How much does your client get? Let's say your client, age 55, contributes $100,000 to her university in return for a gift annuity. The university, in a standard contract, will announce what percentage of the $100,000 contribution your client will receive back each year. If the university uses the annuity rates suggested by the American Council on Gift Annuities (as most major charities do), the annuity for a gift made in 2006 by a 55-year old would be 5.5 percent of $100,000 each year, or $5,500. The annuity payment won't increase or decrease over time, so your client knows exactly what he or she will receive each year, and will never receive more than that amount.

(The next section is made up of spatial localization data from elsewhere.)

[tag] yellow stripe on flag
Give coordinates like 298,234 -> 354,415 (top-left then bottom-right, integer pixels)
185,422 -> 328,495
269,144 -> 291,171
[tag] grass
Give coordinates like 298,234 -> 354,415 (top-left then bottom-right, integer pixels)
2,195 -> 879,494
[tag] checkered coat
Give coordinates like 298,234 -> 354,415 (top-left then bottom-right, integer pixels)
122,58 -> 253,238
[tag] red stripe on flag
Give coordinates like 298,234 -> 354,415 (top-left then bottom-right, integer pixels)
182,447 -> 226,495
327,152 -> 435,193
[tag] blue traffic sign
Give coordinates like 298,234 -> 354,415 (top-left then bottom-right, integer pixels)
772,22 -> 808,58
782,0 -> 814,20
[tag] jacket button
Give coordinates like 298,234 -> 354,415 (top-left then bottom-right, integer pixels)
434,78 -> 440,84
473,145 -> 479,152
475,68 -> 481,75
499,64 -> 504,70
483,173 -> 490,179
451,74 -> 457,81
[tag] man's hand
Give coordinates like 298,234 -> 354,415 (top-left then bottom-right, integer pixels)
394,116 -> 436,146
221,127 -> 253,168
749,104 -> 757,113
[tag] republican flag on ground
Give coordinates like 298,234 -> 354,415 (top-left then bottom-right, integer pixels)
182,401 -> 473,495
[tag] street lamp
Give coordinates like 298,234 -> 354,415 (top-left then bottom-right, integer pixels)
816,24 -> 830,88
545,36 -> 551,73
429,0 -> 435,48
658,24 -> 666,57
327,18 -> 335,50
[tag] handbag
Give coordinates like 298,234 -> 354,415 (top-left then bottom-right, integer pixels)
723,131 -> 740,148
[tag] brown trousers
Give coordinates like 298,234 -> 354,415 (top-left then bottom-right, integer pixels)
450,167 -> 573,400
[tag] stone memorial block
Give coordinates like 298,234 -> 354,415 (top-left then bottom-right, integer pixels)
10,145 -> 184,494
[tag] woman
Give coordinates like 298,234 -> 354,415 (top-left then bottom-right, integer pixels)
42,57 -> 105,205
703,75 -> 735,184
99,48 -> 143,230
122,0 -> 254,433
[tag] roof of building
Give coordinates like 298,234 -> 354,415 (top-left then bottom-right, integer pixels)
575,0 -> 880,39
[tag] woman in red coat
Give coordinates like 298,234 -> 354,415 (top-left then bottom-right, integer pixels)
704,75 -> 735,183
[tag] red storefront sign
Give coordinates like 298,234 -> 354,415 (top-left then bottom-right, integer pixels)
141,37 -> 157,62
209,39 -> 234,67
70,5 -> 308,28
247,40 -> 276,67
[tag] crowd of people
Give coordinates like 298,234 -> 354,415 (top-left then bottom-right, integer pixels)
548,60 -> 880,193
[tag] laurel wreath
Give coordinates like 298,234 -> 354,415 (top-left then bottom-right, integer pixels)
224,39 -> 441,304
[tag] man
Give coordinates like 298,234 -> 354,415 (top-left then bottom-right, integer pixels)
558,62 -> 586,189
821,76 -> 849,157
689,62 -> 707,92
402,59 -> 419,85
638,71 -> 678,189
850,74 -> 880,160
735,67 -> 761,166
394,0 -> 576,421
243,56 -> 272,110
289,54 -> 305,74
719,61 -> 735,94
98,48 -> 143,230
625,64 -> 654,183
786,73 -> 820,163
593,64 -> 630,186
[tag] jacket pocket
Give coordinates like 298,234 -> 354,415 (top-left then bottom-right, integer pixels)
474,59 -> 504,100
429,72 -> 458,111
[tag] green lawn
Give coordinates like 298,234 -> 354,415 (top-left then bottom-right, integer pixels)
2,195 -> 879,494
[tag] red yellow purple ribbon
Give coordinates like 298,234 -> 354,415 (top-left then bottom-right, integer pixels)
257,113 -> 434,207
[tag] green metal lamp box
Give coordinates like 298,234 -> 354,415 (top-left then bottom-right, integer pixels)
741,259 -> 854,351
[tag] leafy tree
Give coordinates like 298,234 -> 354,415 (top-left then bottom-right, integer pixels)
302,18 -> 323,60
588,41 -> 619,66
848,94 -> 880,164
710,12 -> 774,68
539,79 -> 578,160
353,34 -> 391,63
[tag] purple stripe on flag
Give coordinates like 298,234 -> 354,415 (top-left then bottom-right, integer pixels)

Often, the annuity rates that apply to gift annuities (such as the American Council on Gift Annuities' current rates of 5.5 percent for a 55-year old, 7.1 percent for a 75-year old, or 8.5 percent for an 82-year old) are higher than your client could earn on funds held in a savings account, CD or conservative mutual fund. Your client should always remember, though, that they have given the principal away to the charity, and they cannot retrieve it if it is needed later.
Tax consequences
There are several tax consequences of a gift annuity. First, your client will be entitled to an income tax deduction equal to the difference between the contributed amount and the present value of the annuity that she will receive. Of course, the amount of the deduction that she may actually use is dependent upon certain restrictions or limitations, all known to you as the client's tax advisor. Also, the annuity payments that your client receives will be subject to income tax, taking into account that a portion of the annuity payments are considered tax-free returns of the contribution. Last, if your client used appreciated assets to make the contribution, the purchase of the annuity is considered a sale of the appreciated property for less than fair market value, and it is therefore subject to the bargain sale rules. Any gain recognized as a result will be reported on a pro rata basis over your client's lifetime, as they receive their annuity payments.
Conclusion
While both of these techniques are fairly straightforward, there are more details to explore, and other tax and legal consequences that must be discussed before she makes her final decision to proceed. You may want to arrange one or more meetings for your client with the community foundation or charity that will be involved in the gift, to gather all of the information your client needs to make her decision.
But if your client uses one of these techniques and she's happy with it, both for tax and for charitable reasons, you could be a hero!